Die Barmherzigen Brüder hatten vom Land rund 33 Millionen Euro samt vier Prozent Zinsen zur Abgangsdeckung gefordert. Rund 21 Millionen Euro seien im Vorjahr bereits überwiesen worden, den Rest werde man jetzt begleichen, sagte Doskozil. Im Gegenzug würden sich die Barmherzigen Brüder dazu verpflichten, in den Standort Eisenstadt zu investieren.

Außerdem sollen sie ihre Unternehmensstruktur "in Richtung GmbH" verändern. Das Land werde dann die Möglichkeit bekommen, einen Aufsichtsrat zu besetzen. Auch die Apotheke und die Tiefgarage sollen in die GmbH einfließen, so Doskozil. Gleichzeitig werde der Mindestlohn von 1.700 Euro netto für alle Spitalsmitarbeiter eingeführt. Analog zu den Spitälern der KRAGES (Burgenländische Krankenanstalten Ges.m.b.H.) werde es auch eine Covid-Prämie geben.

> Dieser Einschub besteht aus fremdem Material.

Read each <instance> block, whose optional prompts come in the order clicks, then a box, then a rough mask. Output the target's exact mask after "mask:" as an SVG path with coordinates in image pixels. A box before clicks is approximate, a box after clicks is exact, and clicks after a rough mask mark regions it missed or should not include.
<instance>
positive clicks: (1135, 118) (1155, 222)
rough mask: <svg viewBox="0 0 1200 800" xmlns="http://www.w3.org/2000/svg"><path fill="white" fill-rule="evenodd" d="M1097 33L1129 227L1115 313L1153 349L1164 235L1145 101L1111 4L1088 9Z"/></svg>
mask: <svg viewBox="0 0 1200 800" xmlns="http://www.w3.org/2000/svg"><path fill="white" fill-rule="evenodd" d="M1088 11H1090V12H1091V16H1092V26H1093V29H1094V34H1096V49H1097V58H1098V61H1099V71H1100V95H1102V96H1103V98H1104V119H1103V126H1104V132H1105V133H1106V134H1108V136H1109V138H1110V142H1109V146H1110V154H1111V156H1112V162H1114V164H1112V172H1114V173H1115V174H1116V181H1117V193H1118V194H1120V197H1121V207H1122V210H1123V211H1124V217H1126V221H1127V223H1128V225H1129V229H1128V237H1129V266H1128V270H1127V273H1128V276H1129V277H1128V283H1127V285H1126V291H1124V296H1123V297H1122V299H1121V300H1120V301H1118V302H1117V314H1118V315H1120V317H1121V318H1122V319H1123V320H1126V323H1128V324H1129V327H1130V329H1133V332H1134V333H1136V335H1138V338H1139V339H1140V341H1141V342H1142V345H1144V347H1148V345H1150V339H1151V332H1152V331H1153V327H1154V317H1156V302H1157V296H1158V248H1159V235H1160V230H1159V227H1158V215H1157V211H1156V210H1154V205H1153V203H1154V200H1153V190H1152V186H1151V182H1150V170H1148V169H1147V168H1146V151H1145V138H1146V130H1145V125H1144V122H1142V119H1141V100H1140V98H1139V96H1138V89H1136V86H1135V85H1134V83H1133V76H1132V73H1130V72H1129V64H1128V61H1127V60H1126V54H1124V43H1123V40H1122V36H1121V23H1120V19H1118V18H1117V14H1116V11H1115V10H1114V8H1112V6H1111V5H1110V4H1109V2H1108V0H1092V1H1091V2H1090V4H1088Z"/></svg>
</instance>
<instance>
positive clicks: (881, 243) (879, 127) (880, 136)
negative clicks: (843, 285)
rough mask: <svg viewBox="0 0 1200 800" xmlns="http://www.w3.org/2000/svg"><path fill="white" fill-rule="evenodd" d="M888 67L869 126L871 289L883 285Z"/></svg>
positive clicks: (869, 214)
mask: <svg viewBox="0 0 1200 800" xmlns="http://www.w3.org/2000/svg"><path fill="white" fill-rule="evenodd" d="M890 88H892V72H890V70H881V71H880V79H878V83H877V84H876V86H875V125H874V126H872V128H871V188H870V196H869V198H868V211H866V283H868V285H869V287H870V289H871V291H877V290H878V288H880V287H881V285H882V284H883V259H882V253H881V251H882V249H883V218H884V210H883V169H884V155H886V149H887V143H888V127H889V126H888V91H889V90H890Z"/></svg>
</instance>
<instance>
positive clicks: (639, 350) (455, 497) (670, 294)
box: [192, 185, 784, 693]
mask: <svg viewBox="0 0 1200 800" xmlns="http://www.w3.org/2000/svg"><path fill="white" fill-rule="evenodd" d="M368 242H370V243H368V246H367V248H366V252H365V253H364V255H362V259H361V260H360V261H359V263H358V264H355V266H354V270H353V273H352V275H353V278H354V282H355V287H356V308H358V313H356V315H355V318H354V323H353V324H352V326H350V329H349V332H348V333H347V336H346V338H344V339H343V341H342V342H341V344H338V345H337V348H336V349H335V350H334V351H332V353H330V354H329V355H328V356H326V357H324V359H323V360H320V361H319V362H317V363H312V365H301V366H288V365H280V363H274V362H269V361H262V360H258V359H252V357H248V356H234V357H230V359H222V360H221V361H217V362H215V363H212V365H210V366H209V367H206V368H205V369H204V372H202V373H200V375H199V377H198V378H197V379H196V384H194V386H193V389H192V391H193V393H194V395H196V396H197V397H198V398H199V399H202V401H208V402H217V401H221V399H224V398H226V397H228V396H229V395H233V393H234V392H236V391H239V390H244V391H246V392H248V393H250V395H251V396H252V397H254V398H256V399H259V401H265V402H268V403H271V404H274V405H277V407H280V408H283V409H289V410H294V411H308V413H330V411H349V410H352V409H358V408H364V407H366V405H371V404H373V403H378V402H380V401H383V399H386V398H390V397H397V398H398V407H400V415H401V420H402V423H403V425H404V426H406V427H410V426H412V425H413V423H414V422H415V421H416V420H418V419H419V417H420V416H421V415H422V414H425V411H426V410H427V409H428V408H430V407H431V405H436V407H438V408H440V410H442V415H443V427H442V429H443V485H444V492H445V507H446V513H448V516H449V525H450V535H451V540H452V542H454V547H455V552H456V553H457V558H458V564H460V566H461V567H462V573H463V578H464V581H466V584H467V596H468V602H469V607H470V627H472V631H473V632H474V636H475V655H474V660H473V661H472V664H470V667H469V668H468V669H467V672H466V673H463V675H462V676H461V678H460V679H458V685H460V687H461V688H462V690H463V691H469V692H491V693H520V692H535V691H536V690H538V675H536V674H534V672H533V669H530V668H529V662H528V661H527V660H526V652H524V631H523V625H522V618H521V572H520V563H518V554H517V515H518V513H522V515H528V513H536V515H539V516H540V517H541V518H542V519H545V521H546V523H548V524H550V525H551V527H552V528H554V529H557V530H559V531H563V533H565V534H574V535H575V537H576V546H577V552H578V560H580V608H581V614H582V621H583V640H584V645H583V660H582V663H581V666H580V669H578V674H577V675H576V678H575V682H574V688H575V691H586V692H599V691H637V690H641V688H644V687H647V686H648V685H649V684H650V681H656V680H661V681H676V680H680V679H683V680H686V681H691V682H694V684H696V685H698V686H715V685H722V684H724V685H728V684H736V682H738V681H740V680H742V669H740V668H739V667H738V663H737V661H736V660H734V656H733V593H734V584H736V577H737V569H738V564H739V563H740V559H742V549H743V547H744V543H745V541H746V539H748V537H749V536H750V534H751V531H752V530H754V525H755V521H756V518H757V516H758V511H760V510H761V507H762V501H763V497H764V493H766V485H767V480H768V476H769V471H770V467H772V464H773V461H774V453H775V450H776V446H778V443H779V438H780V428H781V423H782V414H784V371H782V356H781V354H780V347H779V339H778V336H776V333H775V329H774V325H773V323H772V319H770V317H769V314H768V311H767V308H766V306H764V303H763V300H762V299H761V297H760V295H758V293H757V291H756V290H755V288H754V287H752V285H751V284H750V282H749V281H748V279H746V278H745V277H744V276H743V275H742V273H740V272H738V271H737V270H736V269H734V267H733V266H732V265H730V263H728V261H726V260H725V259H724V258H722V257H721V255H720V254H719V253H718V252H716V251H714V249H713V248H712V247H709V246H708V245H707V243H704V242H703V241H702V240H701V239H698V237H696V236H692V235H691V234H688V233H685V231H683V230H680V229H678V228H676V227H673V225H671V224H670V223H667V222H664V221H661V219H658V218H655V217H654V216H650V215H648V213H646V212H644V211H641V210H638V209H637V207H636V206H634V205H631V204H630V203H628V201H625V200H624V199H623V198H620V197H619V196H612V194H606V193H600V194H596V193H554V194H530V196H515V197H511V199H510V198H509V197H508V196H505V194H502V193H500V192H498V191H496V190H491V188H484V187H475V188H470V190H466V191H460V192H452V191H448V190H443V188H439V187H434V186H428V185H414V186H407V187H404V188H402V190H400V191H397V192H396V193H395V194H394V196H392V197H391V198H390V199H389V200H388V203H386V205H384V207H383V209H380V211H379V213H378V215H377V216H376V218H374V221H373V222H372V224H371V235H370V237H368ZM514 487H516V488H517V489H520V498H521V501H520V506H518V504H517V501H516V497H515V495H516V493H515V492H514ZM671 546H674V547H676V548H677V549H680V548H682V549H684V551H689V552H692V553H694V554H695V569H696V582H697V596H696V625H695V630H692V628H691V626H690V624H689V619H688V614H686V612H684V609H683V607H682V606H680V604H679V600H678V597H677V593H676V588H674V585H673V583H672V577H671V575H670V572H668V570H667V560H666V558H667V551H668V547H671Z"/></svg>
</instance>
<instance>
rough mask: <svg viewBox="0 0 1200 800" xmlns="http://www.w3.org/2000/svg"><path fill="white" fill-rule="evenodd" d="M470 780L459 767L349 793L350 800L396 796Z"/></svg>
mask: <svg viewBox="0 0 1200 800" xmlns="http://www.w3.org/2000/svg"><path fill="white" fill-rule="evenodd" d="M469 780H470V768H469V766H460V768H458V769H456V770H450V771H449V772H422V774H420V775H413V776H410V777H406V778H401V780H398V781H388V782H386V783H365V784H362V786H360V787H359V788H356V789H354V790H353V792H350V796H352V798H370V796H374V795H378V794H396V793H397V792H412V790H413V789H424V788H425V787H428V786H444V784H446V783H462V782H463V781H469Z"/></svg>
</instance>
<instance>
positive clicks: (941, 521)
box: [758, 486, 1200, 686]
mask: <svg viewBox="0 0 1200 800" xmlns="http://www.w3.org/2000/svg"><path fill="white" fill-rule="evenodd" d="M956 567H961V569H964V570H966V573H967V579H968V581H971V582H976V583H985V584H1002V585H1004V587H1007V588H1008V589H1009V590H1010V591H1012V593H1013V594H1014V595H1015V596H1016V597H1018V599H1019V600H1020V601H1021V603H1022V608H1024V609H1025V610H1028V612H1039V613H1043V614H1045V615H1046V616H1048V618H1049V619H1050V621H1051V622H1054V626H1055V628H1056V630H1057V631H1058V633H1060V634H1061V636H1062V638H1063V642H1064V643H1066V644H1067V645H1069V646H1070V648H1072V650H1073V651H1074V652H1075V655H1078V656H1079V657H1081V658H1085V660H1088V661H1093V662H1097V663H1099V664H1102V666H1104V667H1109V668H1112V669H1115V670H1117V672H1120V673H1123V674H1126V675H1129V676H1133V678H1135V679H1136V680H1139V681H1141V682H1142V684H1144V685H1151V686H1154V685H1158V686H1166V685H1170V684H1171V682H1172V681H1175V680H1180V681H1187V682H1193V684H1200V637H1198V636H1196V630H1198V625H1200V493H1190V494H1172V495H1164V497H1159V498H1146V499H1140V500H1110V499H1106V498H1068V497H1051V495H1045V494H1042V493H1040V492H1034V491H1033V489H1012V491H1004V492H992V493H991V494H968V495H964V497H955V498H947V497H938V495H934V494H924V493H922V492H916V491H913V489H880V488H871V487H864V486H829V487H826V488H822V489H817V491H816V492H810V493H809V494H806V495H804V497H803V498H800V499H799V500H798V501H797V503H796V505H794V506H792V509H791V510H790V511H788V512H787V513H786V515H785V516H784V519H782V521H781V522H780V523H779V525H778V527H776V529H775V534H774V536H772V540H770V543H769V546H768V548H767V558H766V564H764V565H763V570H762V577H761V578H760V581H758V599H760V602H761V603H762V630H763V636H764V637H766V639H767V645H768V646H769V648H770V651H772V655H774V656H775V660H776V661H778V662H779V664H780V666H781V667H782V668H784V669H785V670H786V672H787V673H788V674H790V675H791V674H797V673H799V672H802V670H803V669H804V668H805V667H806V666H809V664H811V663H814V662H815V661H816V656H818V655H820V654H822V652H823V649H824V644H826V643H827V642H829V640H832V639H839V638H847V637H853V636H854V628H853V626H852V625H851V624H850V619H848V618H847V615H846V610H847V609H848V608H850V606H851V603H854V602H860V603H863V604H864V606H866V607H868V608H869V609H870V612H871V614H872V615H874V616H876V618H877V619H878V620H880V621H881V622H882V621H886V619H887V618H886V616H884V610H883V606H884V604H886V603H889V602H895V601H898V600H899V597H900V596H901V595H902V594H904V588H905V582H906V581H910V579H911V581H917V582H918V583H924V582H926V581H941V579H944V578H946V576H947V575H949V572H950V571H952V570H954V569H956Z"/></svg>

Zusammenarbeit in Mitleidenschaft gezogen

"Die Zusammenarbeit ist sicherlich in den letzten Jahren durch die eine oder andere Situation in Mitleidenschaft gezogen worden. Die Diskussionen haben im letzten Jahr dazu geführt, dass wir uns sogar gerichtlich ein bisschen gematcht haben", sagte Doskozil. Im Laufe des Jahres habe man aber wieder zueinander gefunden. Geplant seien nun auch spitalsübergreifende Abteilungen im Burgenland.

Es habe Differenzen gegeben, aber letztlich gehe es darum, die Versorgung der Bevölkerung in den Mittelpunkt zu stellen, betonte Adolf Inzinger, Gesamtleiter der Ordensprovinz der Barmherzigen Brüder. Das sei gerade in der Coronakrise besonders wichtig, so Doskozil, der an die Burgenländer appellierte, sich an die Maßnahmen zu halten. Um die Kapazitäten im intensivmedizinischen Bereich zu erhöhen, werde nun die Intensivstation mit sechs Betten im Krankenhaus in Kittsee von einer coronafreien zu einer reinen Covid-19-Station, kündigte der Landeshauptmann an.